Figure 2. Short and long transmission paths.

Risk factor’s

All types of cattle are susceptible. Lactating, weak and young animals develop more severe disease compared to healthy, robust and mature animals. Although wild animals do not carry this virus, they can act as reservoir hosts. Experimentally infected sheep and goats develop skin lesions, but no systematic signs have been reported. In addition, outbreaks are related to high arthropod activity and rainfall. Capripox-The virus is resistant to freezing and thawing.

Pathogenesis and clinical presentation

The incubation period varies from 2 to 4 weeks in case of natural infection. Initially, there is a rise in body temperature that lasts for a period of a week, followed by a runny nose, tearing, salivation, and a limp. Intradermal nodules begin to develop throughout the body. Mostly, the nodules grow all over the skin, but in some cases they can develop in the nostrils and turbinates and can cause snoring and nasal obstruction. Subsequently, the nodules quickly disappear with few exceptions, where they persist as hard lumps.

figure 3. Formation of nodules on the skin in LSD.

differential diagnosis

Pseudo-nodular skin disease (Allerton’s or Gulwaddee’s disease)

Bovine herpes virus-2 or bovine mamamitis virus is responsible for this disease. Clinical signs include circular necrotic lesions with a central area of ​​crust. The scab falls off later, leaving depigmented and hairless areas. The disease lasts up to 14 days and does not cause the death of the animal.

Treatment

  • There is no specific treatment for this disease.
  • Antibiotics given to prevent secondary bacterial infections such as sulfonamide.

Prevention and control

Vaccination

  • attenuated smallpox-virus used to modulate the host’s immune system against LSD. These live attenuated vaccines contain a live microbe that has been weakened in the laboratory so that it cannot cause disease.
  • Infectious microbes can stimulate the generation of memory cell and humoral immune responses.
  • Do not administer the vaccine to immunosuppressed and malnourished animals.

vector control

Vector traps (light and sticky traps) and acaricides (pyrethroids, organophosphates and carbamates, etc.) generally used to prevent disease transmission.

Biosafety

  • Isolation and inspection of infected animals limit the spread of the disease.
  • Quarantine of newly purchased animals.
  • Restrict the movement of infected animals.
  • Sacrifice of infected animals.

Authors:

  1. Dr.
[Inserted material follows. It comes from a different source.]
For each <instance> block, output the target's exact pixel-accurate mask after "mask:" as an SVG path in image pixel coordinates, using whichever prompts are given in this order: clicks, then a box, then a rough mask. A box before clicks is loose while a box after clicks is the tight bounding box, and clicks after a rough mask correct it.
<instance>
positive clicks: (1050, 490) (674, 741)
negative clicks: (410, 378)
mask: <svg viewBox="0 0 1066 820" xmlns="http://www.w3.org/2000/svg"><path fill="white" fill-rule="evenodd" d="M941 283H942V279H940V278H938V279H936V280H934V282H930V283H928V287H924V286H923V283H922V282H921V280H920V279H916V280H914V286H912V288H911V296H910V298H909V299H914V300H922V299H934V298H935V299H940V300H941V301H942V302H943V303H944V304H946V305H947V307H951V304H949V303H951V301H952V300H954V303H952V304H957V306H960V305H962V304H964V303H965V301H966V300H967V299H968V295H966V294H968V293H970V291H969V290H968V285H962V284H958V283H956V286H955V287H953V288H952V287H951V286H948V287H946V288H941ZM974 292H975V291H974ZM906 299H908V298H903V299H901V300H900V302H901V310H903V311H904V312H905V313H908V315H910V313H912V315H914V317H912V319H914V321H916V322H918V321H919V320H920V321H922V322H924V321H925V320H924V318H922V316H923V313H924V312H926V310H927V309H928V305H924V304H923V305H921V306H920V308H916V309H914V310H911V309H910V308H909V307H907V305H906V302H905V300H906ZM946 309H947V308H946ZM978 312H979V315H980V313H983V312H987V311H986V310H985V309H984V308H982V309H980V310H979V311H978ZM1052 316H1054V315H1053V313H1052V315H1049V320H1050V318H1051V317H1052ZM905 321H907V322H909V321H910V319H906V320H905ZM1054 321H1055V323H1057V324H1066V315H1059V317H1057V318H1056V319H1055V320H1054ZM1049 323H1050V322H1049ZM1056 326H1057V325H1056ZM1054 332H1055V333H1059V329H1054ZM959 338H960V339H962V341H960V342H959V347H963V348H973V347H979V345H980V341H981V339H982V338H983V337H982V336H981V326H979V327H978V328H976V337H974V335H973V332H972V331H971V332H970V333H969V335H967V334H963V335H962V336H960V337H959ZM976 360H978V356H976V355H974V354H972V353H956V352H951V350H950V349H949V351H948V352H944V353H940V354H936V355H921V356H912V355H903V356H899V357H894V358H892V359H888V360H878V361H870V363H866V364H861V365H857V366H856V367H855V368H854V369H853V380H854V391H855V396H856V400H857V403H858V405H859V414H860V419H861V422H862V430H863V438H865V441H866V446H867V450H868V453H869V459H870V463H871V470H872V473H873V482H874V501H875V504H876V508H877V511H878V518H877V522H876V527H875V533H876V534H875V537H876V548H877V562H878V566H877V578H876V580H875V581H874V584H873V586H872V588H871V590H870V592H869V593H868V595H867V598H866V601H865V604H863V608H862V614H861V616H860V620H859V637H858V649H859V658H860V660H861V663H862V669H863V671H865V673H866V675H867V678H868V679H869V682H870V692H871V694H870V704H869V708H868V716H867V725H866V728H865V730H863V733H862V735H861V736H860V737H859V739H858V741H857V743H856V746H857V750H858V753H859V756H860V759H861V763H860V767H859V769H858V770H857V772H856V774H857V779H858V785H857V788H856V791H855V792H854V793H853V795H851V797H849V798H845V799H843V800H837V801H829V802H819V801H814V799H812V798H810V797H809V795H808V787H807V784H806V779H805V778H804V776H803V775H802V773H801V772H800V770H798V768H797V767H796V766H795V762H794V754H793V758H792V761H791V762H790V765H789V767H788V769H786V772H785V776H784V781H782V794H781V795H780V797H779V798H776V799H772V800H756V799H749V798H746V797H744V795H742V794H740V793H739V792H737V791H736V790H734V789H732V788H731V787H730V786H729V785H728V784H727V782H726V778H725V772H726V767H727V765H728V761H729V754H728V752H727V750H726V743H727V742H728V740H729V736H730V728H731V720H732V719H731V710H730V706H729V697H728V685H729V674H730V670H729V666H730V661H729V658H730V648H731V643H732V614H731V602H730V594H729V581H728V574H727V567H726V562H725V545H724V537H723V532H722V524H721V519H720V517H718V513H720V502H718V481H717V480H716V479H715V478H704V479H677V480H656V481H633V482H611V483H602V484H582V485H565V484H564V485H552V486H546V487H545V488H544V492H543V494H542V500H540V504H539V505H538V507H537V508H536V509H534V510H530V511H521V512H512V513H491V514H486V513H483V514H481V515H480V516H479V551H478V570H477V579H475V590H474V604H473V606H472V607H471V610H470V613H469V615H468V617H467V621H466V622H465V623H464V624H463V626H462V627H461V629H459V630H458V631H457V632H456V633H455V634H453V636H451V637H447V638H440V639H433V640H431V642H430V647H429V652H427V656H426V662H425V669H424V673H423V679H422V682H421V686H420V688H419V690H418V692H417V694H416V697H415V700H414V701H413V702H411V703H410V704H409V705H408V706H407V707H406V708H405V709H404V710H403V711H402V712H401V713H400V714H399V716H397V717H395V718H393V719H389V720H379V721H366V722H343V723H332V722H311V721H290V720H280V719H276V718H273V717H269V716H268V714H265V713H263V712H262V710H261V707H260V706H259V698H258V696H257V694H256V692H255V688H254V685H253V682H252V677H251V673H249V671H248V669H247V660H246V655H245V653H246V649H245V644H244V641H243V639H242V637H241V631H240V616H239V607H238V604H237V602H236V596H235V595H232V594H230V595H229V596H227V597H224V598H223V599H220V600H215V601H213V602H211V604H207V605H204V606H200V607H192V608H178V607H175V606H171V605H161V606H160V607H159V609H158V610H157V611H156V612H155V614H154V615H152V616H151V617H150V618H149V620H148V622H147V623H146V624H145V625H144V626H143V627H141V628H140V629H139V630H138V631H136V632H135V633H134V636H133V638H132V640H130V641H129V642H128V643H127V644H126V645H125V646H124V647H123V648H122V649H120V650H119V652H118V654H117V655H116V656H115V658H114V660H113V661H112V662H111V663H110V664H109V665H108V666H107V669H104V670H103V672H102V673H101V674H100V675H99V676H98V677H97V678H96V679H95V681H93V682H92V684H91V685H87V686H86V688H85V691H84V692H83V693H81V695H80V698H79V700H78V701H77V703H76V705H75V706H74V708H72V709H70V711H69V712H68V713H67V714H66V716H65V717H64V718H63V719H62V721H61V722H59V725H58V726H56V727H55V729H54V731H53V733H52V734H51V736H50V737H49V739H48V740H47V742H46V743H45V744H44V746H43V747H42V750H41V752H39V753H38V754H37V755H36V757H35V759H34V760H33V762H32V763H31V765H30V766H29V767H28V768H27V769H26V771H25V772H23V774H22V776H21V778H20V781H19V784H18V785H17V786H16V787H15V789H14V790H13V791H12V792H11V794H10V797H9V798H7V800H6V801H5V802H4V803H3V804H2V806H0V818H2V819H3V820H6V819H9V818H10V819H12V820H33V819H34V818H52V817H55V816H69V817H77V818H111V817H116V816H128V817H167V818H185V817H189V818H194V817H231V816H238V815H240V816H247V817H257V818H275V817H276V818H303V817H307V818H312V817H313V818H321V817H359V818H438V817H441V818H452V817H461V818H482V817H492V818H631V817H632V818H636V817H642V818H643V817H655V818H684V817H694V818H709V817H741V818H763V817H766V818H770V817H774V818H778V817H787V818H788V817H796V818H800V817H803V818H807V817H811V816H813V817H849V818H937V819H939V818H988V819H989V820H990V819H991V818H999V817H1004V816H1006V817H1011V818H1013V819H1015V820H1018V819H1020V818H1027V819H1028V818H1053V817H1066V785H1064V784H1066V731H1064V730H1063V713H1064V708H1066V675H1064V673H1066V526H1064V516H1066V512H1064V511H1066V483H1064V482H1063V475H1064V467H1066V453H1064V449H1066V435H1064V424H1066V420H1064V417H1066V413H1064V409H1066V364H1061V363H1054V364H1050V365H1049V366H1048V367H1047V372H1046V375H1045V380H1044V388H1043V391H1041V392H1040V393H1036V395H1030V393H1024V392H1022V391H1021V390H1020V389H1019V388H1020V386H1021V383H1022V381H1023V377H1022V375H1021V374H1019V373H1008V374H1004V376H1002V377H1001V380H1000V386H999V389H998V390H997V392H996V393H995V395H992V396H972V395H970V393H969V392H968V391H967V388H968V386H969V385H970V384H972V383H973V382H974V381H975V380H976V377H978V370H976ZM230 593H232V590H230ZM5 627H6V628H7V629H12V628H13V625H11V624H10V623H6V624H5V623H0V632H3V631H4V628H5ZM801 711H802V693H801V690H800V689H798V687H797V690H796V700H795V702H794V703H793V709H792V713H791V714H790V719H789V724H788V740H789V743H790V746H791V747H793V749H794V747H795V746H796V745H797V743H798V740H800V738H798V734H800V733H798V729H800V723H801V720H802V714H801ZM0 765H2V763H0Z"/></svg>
Rana Muhammad Athar Ali, M.phil. Clinical Medicine and Surgery, University of Agriculture, Faisalabad.
  2. Dr. Ghulam Muhammad, retired. Professor Department of Clinical Medicine and Surgery, University of Agriculture, Faisalabad.
  3. Dr. Mughees Aizaz Alvi, Professor of Clinical Medicine and Surgery, University of Agriculture, Faisalabad.
  4. Dr. Muhammad Saqib, Chairman, Department of Clinical Medicine and Surgery, University of Agriculture, Faisalabad.

Other readings

  1. OIE Terrestrial Manual, Chapter 2.4.14. Nodular skin disease. Viewed at: Retrieved July 16, 2016.
  2. Tuppurainen ESM, Oura CAL. Review: Lumpy skin disease: an emerging threat to Europe, the Middle East and Asia. Cross-border Emerg Dis. 2012;59:40-48.